Synkroniciti is pleased to welcome Pennsylvania poet Charlie Brice with “They Were Tiny Once,” a wonder-laced lament exploring the human propensity for exploitation. He presents us with a herd of elephants marching with their calves through dusty terrain for water, their journey nothing short of heroic, yet commonplace for them. After such a feat, you might assume these beasts would be treated with reverence, but this is not the case. “When the little one grows up/ he unknowingly becomes, like/ his elders, a commodity who’s/ worth is measured in dollars, euros,/ rubles—a thing reduced to a tusk,/ to something called ivory.” Charlie’s poetic voice is laden with reverence, a gentle alliterative music that plays on the strings of our hearts while avoiding the maudlin. He does not look away from the harsh reality that threatens an intelligent animal already challenged by its environment. The relentless human drive for profit has an extremely high cost: the belonging and life of our fellow creatures.
Read “They Were Tiny Once” in Synkroniciti’s “Belonging” issue, available for pre-order here: https://synkroniciti.com/the-magazine/purchase-individual-issues/.
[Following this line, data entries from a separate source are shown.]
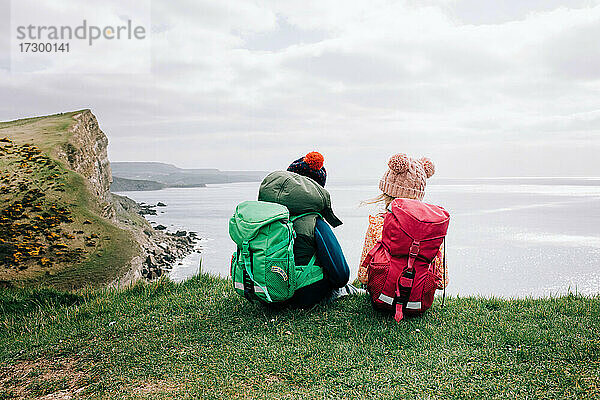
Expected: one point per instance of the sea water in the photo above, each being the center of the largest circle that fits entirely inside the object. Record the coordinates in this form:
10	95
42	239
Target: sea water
511	239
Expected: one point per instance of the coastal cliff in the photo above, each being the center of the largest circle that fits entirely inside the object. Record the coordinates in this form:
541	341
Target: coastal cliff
59	223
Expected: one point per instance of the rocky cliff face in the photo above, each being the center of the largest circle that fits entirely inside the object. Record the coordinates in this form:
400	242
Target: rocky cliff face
86	153
59	223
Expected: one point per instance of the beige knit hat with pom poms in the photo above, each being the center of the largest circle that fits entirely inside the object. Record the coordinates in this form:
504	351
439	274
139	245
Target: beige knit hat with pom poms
406	177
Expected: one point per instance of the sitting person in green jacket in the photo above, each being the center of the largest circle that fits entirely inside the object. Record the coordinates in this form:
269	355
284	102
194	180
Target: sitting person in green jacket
296	190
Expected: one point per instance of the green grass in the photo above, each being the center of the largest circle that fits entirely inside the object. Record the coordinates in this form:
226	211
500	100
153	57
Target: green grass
200	340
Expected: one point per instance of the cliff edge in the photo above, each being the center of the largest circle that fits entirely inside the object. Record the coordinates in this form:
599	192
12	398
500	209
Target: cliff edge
59	223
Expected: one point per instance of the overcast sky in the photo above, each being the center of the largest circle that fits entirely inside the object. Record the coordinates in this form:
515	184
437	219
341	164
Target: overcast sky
484	88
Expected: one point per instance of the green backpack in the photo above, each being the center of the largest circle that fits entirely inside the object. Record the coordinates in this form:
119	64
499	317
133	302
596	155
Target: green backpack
263	265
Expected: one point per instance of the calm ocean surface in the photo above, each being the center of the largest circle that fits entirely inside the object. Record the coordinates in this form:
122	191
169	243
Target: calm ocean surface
511	239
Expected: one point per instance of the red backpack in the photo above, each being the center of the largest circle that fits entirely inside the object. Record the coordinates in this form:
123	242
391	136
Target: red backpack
401	276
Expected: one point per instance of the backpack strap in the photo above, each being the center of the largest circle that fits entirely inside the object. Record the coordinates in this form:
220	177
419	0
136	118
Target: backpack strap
399	282
309	275
444	278
248	268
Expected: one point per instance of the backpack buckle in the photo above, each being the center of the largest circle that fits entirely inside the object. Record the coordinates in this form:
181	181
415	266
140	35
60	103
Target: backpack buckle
414	249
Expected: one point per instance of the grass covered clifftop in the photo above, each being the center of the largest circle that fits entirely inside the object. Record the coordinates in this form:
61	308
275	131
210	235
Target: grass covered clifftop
199	339
57	222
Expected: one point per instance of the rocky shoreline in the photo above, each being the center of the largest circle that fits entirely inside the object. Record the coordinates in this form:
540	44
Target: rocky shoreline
169	252
161	250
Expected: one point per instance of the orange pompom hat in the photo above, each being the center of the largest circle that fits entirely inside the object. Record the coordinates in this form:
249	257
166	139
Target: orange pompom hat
311	166
406	176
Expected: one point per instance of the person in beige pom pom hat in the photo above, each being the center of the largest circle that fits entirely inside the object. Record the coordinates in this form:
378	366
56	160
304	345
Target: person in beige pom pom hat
406	177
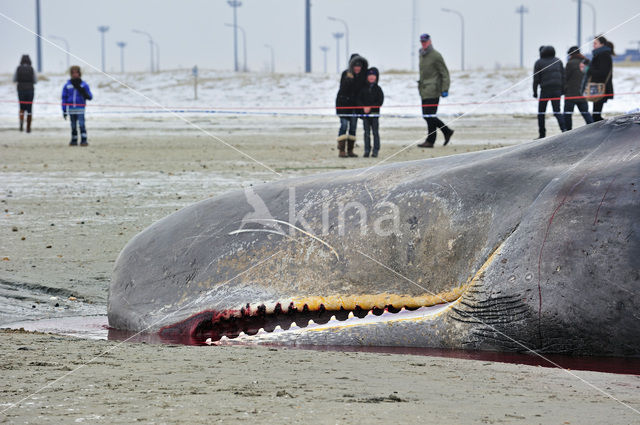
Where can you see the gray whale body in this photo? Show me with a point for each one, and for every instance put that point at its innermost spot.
(529, 247)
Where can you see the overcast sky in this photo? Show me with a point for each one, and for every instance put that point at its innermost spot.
(191, 32)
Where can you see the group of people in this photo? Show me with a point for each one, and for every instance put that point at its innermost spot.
(360, 96)
(75, 94)
(555, 81)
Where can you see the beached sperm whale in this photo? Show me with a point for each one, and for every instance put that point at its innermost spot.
(535, 246)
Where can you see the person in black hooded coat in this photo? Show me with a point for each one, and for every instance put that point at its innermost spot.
(25, 78)
(600, 70)
(351, 81)
(371, 97)
(548, 73)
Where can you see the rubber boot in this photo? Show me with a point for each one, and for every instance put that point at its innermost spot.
(342, 141)
(350, 144)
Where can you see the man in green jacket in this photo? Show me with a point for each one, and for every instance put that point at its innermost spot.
(433, 83)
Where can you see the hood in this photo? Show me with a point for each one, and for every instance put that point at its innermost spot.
(547, 52)
(373, 70)
(355, 58)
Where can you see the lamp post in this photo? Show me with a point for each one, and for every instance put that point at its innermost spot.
(38, 37)
(338, 36)
(325, 49)
(235, 4)
(270, 47)
(66, 46)
(346, 32)
(593, 13)
(103, 29)
(461, 34)
(522, 10)
(244, 43)
(150, 45)
(122, 45)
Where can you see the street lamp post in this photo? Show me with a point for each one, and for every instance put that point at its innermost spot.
(270, 47)
(346, 32)
(461, 34)
(103, 29)
(338, 36)
(235, 4)
(522, 10)
(66, 46)
(244, 43)
(122, 45)
(38, 37)
(324, 50)
(150, 45)
(593, 13)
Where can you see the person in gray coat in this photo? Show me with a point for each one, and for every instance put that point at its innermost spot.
(572, 88)
(548, 73)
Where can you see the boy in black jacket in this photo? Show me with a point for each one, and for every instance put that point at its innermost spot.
(371, 98)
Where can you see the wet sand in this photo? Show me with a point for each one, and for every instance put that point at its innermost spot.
(67, 212)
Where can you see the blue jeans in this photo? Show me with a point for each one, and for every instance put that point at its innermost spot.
(349, 124)
(76, 116)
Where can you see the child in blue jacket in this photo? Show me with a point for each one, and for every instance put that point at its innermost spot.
(75, 93)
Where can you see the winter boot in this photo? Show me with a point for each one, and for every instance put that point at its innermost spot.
(342, 142)
(350, 144)
(447, 135)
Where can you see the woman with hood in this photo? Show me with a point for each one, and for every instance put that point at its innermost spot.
(548, 73)
(352, 81)
(600, 70)
(25, 77)
(572, 85)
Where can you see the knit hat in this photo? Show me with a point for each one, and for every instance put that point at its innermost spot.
(573, 49)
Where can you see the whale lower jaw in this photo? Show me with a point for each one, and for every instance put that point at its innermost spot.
(308, 314)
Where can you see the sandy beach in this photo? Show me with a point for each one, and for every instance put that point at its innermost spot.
(67, 213)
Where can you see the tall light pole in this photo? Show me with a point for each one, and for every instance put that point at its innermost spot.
(235, 4)
(66, 46)
(325, 49)
(522, 10)
(338, 36)
(346, 32)
(461, 33)
(414, 30)
(307, 36)
(103, 29)
(579, 38)
(150, 45)
(593, 14)
(270, 47)
(38, 37)
(244, 43)
(122, 45)
(157, 51)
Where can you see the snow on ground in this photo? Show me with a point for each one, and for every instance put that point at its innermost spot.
(259, 93)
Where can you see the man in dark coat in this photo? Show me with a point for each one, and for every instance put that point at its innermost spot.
(572, 88)
(600, 70)
(351, 82)
(371, 97)
(25, 77)
(434, 82)
(548, 73)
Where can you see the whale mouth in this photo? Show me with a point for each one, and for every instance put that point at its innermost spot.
(307, 313)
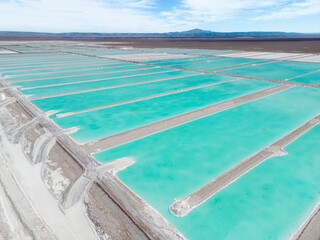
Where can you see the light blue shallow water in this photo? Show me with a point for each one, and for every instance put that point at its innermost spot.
(312, 78)
(60, 69)
(81, 101)
(214, 63)
(62, 80)
(104, 122)
(157, 74)
(181, 60)
(277, 70)
(172, 164)
(119, 67)
(44, 62)
(57, 64)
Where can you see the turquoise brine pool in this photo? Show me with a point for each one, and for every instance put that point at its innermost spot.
(156, 74)
(277, 70)
(312, 78)
(105, 122)
(172, 164)
(270, 202)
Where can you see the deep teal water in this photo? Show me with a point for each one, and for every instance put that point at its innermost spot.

Charlie Brice won the 2020 Field Guide Poetry Magazine Poetry Contest and placed third in the 2021 Allen Ginsberg Poetry Prize. His sixth full-length poetry collection is Miracles That Keep Me Going (WordTech Editions, 2023). His poetry has been nominated three times for the Best of Net Anthology and the Pushcart Prize and has appeared in Atlanta Review, The Honest Ulsterman, Ibbetson Street, The Paterson Literary Review, Impspired Magazine, Salamander Ink Magazine, and elsewhere.